Les délais apportés à l’exécution de son œuvre n’auront donc point été inutiles. Ils lui ont permis de nouvelles recherches dans les collections particulières et dans les archives de divers gouvernements, et ces recherches ont abouti à de véritables trouvailles, dont nous vous signalerons la plus importante. Il s’agit du texte même de Ia charte universitaire obtenue du pape Martin V par l’évêque de Genève, Jean de Rochetaillée, au commencement du XVè siècle. Ce document du plus haut intérêt a été découvert par notre savant ami dans les Archives d’Etat de Hanovre.

Il ne faudrait pas cependant, Mesdames et Messieurs, conclure de ce qui précède que l’impression de notre ouvrage a été entièrement arrêtée. J’ai eu le privilège de lire les 160 premières pages du tome I, comprenant l’introduction et les chapitres I et II traitant de l’œuvre de Calvin et de celle de Théodore de Bèze. On ne saurait assez admirer la clarté du style, la netteté des idées de notre historien.

La Revue internationale de I’Enseignement a publié dans ses colonnes le chapitre qui se rapporte particulièrement à Calvin, et je suis heureux de citer à ce propos le jugement d’un des critiques ecclésiastiques les plus autorisés de notre ville. « Le récit du jeune savant, dit-il, est précis, détaillé, bien documenté, objectif, circonspect, et cependant parsemé d’appréciations originales et de mots bien frappés. M. Borgeaud n’est évidemment pas un calviniste de la stricte observance, et cependant bien peu d’historiens, même genevois, ont si bien compris la grandeur du caractère et de l’œuvre de Calvin, et savent en parler avec une si respectueuse pénétration. »

Pour nous, deux faits nous ont semblé ressortir de cette lecture si attachante.

Le premier, c’est que, si Genève au XVIIè et au XVIIIè siècles a conservé son indépendance, et a vécu dans la paix au milieu des innombrables bouleversements de l’Europe, c’est à son Académie qu’elle le doit pour une large part. Elle ouvrait ses portes à des étudiants de tous les pays et de tous les rangs, des humbles, mais aussi des puissants, alliés parfois à des familles princières.

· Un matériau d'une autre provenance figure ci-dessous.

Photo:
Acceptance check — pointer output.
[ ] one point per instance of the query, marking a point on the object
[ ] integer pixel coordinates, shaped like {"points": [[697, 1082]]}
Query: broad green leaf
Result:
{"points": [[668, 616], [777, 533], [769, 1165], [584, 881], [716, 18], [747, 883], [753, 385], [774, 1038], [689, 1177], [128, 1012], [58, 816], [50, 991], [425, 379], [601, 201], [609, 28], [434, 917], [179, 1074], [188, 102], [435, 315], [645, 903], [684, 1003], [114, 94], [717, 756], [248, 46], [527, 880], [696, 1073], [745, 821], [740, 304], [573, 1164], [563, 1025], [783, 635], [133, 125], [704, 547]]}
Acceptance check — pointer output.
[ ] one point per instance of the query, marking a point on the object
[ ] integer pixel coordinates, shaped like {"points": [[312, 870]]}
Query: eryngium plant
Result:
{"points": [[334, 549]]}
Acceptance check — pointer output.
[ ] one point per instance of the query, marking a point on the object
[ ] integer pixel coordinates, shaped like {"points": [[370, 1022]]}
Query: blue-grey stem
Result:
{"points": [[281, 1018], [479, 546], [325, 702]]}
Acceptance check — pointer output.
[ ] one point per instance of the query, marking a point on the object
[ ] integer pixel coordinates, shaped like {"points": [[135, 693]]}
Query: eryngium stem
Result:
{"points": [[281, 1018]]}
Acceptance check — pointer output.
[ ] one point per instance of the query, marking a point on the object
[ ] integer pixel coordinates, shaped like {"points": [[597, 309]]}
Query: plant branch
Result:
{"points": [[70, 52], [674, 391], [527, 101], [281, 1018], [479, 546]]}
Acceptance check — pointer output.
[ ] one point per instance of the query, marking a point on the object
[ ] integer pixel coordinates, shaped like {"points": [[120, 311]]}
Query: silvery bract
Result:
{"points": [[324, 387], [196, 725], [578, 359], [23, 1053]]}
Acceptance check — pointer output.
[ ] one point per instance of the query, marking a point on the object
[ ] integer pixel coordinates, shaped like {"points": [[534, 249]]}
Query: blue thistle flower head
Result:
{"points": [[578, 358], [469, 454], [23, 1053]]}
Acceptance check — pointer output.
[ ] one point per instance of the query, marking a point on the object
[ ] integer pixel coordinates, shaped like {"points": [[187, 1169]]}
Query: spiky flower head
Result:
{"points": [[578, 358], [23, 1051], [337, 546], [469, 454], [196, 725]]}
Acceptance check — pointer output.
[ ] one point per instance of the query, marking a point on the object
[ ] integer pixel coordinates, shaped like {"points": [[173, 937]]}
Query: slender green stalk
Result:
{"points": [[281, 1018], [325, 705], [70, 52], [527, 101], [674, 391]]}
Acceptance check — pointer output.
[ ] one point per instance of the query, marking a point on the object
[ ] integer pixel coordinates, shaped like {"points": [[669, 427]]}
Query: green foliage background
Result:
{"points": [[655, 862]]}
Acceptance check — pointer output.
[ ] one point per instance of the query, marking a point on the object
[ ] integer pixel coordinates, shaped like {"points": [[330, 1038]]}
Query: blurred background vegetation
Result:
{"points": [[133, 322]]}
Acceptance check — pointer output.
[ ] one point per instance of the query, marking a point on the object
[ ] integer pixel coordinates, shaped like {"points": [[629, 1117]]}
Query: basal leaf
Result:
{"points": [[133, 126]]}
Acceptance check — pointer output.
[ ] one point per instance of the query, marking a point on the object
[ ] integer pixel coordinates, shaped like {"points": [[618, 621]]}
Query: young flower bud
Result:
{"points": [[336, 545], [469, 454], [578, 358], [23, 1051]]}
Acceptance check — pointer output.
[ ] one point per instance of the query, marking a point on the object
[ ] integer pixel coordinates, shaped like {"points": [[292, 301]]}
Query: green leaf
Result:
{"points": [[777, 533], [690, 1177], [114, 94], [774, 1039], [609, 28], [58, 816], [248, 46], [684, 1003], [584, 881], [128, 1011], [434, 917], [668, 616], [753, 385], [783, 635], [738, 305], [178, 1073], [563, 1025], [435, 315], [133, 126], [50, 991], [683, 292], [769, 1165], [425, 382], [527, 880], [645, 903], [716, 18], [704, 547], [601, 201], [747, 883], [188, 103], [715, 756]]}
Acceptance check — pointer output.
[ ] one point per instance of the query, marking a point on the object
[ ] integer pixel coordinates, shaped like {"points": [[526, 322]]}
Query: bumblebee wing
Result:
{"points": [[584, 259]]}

De ces étudiants nourris dans son sein et du meilleur de sa sève, elle savait se faire, sinon des enfants, au moins des amis dévoués et reconnaissants dont aucun n’aurait toléré qu’on touchât à l’Alma mater.

Le second fait, que vous pourrez taxer de truisme, mais qui me fournira ma conclusion, – c’est que si Genève a occupé une si grande place dans le monde, c’est parce qu’elle a été un foyer intellectuel, une véritable pépinière d’âmes. – Notre ville a eu avant tout une mission éducatrice ; telle a été sa raison d’être, telle a été aussi sa gloire, et tel doit être son rôle dans l’avenir. A ce prix seulement, elle continuera à être, comme on l’a dit, d’une manière peut-être un peu hyperbolique, le grain de musc qui embaume l’Europe. Nous devons léguer à nos enfants le trésor de nos ancêtres, nous devons le défendre contre les attaques du scepticisme, du dilettantisme plus pernicieux encore ; nous devons l’accroître avec un soin jaloux.

Et ceci m’amène à ma conclusion. Nous sommes fiers de posséder notre Université et de lui vouer nos soins empressés. Comment pourrions-nous le faire mieux qu’en développant chaque jour davantage cette Société Académique, qui a précisément pour but d’augmenter ses ressources financières, et de lui fournir un précieux appui intellectuel et moral ?

Mesdames et Messieurs, convaincus de l’importance et de la grandeur de notre entreprise, attachez-vous à la faire connaître et apprécier amenez-nous des amis, des ouvriers pleins d’énergie et d’entrain ; dites-leur que notre œuvre est bonne, noble et patriotique. Puissent ses membres toujours plus nombreux, toujours plus actifs apporter, de nouveaux éléments de grandeur et de prospérité à l’édifice séculaire de cette Université qui a été  ne des gloires les plus pures de notre chère Genève !

 

1 ce propos, nous ne saurions assez nous louer du zèle et de la conscience de M. Kundig. Nous lui adressons ici tous nos sincères remerciements.